After four hours of trudging through the snow, past lines of houses festively decorated with all the accoutrements of holiday cheer and multi-colored, stringed, Jolly Rancher luminescence, he arrived at the bridge connecting his town to the one across the river, that faraway hamlet called Styxville — a rather weird and ominous title he always thought, though he couldn’t put a finger on why.  

Leif sucked a huge breath into his lungs, that made his belly protrude like a bullfrog’s cheeks, as he looked over the frozen rail of the bridge up into the real-life planetarium doming him, then he did the thing he always got a naughty giggle out of each time he was standing at a deliriously way-up height, at an acrophobic’s nightmare of a high precipice. He ejected a little meteor of spit down into the plumbline depth of shallows and unknowns below. He was too high up and it was too inkwell black this time of night to watch the fulfilling little “plop” of splash as the bubbly baseball of saliva connected with the mirror still sheath of water below. But Leif giggled to know it would hit the water, because some laws of life and science and gravity are inevitable. 

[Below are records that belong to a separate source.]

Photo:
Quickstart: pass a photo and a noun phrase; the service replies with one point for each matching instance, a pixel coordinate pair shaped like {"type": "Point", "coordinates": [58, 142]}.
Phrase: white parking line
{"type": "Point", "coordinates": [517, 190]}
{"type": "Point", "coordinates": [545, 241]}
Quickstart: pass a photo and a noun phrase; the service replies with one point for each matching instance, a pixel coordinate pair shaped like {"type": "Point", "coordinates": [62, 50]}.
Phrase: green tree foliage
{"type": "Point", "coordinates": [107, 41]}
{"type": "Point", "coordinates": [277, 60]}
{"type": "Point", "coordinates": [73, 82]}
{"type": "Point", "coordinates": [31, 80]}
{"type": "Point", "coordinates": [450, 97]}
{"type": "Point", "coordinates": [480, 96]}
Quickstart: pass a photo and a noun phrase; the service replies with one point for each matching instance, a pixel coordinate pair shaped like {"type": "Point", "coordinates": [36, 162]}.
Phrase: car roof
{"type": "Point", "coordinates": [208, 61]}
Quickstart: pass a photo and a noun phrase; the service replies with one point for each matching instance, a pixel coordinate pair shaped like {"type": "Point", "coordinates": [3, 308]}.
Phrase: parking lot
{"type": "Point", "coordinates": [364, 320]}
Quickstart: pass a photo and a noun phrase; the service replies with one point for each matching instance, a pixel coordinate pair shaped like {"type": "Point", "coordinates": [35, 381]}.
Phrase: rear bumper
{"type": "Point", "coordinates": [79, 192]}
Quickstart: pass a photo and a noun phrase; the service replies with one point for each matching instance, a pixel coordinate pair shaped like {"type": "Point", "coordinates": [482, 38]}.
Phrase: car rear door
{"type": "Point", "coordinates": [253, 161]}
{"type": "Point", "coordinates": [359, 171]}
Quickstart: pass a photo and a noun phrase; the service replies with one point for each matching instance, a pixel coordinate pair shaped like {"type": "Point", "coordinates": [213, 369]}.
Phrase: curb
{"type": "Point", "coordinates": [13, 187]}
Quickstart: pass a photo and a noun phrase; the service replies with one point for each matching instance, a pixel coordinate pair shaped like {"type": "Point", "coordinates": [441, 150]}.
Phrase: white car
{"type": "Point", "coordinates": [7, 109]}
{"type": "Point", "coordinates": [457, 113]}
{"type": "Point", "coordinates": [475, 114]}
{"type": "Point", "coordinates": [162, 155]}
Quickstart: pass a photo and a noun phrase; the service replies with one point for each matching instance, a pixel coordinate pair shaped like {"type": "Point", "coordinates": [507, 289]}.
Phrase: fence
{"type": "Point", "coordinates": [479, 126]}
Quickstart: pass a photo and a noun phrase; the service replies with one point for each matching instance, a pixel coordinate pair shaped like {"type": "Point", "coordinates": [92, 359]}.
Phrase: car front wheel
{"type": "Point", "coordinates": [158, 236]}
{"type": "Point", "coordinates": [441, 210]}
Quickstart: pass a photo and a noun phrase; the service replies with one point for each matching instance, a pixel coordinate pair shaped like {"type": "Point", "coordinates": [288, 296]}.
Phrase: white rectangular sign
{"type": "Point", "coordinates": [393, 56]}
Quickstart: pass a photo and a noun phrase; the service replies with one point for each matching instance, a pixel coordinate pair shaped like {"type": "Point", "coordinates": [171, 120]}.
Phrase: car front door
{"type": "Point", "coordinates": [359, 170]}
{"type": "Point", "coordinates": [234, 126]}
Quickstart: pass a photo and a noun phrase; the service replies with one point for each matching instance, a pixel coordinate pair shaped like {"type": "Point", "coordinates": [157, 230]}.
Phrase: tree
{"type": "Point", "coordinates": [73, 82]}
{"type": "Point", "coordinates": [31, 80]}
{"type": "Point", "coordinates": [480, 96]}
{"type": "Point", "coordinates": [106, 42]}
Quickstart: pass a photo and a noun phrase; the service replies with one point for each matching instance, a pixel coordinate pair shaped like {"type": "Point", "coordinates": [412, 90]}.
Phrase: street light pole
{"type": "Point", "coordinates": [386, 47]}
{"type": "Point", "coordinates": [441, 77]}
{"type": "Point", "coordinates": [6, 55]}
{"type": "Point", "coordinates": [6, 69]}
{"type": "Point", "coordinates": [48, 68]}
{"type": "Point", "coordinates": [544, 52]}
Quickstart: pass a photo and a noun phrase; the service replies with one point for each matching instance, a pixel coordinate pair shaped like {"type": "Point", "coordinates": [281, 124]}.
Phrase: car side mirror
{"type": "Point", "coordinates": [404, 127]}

And with this in mind, Leif climbed up onto the steel cross beam of the ridge that demarcated the bridge from the open expanse of dizzyingly high, Van Gogh starry night sky surrounding it. From there, he ascended a little ringed ladder that people who worked on the bridge must use when they need to get to the tippy top of one of the towers, over which the vast cables travel. Leif finally felt alive and eternal as he was about to defy one of life’s laws. His heart was still as a mirror and reflecting the perfect pointillism of light pricks above him. He felt as though something finally did make sense and he was ready to join with a divinely appointed sky. He looked death in the face, with the street sign next to him reading one mile to Styxville.

And he leapt.

… with an unimaginably large smile that did not fade for those 10 some-odd seconds he remained aloft while his parachute pack opened and he fluttered cleanly onto the dock way below. Onto the safe, human-engineered plank of a surface next to which pleasure cruiser boats all bobbed and glittered in stringlights and revelry of people inside singing Christmas carols, like Robins, who, for at least a little while, forgot one of their wings were snapped.